June 20, 2005


Kaiser Foundation Health Plan Fined by State for Exposing Patient Information on Web

Confidential data was contained on publicly viewable site

(Sacramento) – Following through on a public promise in March, the Department of Managed Health Care (DMHC) has completed an investigation and fined Kaiser Foundation Health Plan $200,000 for the unauthorized disclosure of patient health information, available on a potentially accessible Web site for up to four years.

“Patients must be assured that health plans will, at all costs, do everything possible to protect confidential information,” said Cindy Ehnes, director of the DMHC. “As we work on broadening the use of electronic medical records to improve patient care, on both the state and federal levels, health plans must make security of confidential information a top priority.”

The DMHC investigation determined that Kaiser was responsible for the creation of a Web site used as a testing portal by its information technology staff.
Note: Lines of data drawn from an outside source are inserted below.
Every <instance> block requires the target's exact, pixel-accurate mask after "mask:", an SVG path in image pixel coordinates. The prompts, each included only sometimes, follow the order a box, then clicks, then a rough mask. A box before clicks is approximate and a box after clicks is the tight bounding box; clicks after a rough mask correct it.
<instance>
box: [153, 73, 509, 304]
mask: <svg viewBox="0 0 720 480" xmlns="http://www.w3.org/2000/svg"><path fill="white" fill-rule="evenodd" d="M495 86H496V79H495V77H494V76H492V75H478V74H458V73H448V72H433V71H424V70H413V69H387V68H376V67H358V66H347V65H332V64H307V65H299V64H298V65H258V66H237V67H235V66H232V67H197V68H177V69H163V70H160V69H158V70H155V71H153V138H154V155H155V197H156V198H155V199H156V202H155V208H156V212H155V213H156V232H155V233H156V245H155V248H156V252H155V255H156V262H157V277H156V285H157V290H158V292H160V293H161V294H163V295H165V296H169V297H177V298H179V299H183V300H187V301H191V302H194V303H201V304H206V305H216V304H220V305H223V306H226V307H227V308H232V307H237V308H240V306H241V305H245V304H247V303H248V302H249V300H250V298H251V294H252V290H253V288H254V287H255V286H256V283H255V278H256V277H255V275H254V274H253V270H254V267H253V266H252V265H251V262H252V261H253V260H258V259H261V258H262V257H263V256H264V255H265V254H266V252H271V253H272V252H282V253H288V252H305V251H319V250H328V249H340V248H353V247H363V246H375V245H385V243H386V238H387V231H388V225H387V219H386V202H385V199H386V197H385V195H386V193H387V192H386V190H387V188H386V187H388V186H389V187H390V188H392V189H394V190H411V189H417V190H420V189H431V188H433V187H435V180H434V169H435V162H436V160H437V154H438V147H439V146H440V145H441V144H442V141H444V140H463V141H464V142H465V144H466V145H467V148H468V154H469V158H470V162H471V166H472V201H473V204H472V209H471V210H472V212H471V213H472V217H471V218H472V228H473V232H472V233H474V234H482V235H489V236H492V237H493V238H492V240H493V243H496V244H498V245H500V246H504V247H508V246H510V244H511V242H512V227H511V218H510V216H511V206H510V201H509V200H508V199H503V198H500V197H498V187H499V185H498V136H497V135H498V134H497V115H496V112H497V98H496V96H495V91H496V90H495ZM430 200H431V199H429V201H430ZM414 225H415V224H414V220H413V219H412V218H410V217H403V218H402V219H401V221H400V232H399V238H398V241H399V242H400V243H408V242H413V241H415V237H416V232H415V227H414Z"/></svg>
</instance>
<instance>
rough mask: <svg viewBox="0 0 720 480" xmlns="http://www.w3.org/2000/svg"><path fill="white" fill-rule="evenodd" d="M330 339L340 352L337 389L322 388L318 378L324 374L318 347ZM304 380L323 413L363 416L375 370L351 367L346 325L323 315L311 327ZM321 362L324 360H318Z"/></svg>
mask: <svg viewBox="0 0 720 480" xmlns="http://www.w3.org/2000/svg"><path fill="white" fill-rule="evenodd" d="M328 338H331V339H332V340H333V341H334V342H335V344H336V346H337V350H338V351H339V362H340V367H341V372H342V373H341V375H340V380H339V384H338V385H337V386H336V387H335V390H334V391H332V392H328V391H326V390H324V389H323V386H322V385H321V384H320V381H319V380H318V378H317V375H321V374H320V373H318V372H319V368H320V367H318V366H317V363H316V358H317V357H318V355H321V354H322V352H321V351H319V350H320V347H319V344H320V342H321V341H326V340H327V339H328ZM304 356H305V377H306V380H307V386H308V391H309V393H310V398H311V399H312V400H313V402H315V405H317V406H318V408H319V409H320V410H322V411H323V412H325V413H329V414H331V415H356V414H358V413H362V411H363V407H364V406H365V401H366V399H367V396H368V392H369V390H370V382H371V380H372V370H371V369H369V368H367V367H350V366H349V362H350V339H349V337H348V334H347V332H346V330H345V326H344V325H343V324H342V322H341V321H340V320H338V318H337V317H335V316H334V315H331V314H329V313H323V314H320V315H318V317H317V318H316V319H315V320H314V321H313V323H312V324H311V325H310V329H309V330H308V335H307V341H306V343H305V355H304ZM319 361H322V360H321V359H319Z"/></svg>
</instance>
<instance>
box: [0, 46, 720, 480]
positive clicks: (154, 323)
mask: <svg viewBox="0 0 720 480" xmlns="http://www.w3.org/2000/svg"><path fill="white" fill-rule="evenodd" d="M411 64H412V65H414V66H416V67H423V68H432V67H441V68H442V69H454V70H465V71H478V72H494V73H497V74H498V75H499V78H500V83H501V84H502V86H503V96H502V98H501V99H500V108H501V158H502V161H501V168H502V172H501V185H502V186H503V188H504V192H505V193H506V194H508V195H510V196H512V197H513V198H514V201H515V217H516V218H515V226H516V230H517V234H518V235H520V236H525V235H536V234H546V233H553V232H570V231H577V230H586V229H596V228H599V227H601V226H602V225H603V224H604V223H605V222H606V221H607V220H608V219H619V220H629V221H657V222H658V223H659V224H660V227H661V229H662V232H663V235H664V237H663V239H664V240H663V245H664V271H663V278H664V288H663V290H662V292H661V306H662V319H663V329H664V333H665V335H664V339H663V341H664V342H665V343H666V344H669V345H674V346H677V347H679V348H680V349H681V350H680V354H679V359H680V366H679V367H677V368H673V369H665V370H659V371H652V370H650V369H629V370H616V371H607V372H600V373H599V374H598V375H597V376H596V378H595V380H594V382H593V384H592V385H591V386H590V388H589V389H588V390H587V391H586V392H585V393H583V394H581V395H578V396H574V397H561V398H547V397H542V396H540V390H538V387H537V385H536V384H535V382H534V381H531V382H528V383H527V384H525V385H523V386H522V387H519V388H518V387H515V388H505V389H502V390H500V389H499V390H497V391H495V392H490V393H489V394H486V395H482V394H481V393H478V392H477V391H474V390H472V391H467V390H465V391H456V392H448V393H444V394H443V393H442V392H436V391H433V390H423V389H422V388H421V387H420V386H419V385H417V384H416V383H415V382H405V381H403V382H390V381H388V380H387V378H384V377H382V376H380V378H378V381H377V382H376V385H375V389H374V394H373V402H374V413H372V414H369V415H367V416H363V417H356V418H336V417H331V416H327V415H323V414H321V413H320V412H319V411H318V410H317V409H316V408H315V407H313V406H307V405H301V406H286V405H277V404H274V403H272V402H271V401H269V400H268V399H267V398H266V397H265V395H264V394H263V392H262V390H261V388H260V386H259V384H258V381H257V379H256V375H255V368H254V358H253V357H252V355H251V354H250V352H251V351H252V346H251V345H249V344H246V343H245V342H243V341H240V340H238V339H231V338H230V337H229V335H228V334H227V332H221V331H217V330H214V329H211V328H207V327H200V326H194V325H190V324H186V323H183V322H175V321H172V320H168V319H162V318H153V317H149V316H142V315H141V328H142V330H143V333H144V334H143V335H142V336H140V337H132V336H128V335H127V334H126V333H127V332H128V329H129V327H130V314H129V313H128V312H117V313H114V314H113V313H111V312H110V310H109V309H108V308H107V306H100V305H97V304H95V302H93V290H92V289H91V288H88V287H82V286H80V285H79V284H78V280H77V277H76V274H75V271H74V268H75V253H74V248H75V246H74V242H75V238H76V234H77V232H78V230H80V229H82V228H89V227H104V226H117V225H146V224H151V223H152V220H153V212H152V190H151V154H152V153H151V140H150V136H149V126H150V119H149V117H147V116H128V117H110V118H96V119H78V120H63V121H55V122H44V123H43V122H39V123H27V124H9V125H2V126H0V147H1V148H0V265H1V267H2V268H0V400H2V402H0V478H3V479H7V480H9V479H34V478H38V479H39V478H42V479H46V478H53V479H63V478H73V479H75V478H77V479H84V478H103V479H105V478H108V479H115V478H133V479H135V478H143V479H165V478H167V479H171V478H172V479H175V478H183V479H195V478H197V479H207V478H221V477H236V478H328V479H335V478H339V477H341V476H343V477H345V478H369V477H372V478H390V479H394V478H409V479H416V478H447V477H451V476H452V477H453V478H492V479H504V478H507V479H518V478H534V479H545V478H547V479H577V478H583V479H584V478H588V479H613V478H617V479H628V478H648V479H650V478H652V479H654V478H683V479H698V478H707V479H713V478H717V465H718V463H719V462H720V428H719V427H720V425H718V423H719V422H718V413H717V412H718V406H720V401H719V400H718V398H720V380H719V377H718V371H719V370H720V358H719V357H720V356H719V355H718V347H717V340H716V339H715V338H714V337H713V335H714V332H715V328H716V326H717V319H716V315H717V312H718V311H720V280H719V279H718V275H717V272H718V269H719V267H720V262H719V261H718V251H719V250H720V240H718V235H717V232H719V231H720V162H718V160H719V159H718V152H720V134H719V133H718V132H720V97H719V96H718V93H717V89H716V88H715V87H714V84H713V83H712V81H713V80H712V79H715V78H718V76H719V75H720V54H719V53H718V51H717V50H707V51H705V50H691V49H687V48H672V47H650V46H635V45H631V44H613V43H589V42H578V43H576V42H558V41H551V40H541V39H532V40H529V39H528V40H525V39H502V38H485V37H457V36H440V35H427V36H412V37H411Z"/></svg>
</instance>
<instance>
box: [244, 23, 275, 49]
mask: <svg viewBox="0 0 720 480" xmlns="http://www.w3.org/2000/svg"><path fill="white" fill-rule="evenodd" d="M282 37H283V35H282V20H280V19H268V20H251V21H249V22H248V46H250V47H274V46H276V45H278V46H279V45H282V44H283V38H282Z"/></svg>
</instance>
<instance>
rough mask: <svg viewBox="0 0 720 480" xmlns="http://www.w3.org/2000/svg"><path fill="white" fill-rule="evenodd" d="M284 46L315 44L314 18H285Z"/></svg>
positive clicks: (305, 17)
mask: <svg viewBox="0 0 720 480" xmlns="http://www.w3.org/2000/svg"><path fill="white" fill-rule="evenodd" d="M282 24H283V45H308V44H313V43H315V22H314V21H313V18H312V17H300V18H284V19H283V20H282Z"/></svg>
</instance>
The site contained confidential patient information such as names, addresses, phone numbers and lab results. It was set up and available for public viewing in 1999 without the prior consent of those affected, in direct violation of state law and the plan’s own privacy policies.

DMHC officials were concerned that Kaiser allowed the site to languish on the Web in an accessible format and did not act to remove it until its existence was brought to the attention of federal civil rights authorities in January 2005. In addition, Kaiser authorities chose not to inform state regulators until after the site had been reported to the media in March. However, Kaiser has since informed all of the approximately 150 members who may have been affected.

"Not only was this a grave security breach, Kaiser did not actively work to protect patients until after they had been caught,” said Ehnes. “We’re imposing this fine because we consider this act to be irresponsible and negligent at the expense of members’ privacy and piece of mind.”

Under state law, a health plan can be fined if they violate the confidentiality of medical information, without first obtaining the individual’s authorization. In addition to federal Health Insurance Portability and Accountability Act (HIPAA) laws, state law has its own privacy statutes contained in the Civil Code.

Kaiser officials have until June 25 to present any information to dispute the DMHC’s findings or the fine will be imposed, and they have been cooperating throughout the investigation.

The California Department of Managed Health Care is the only stand-alone watchdog agency in the nation, touching the lives of more than 21 million enrollees. The Department has assisted more than 633,000 Californians through its 24-hour Help Center to resolve their HMO problems, educate consumers on health care rights and responsibilities, and work closely with HMO plans to ensure a solvent and stable managed health care system.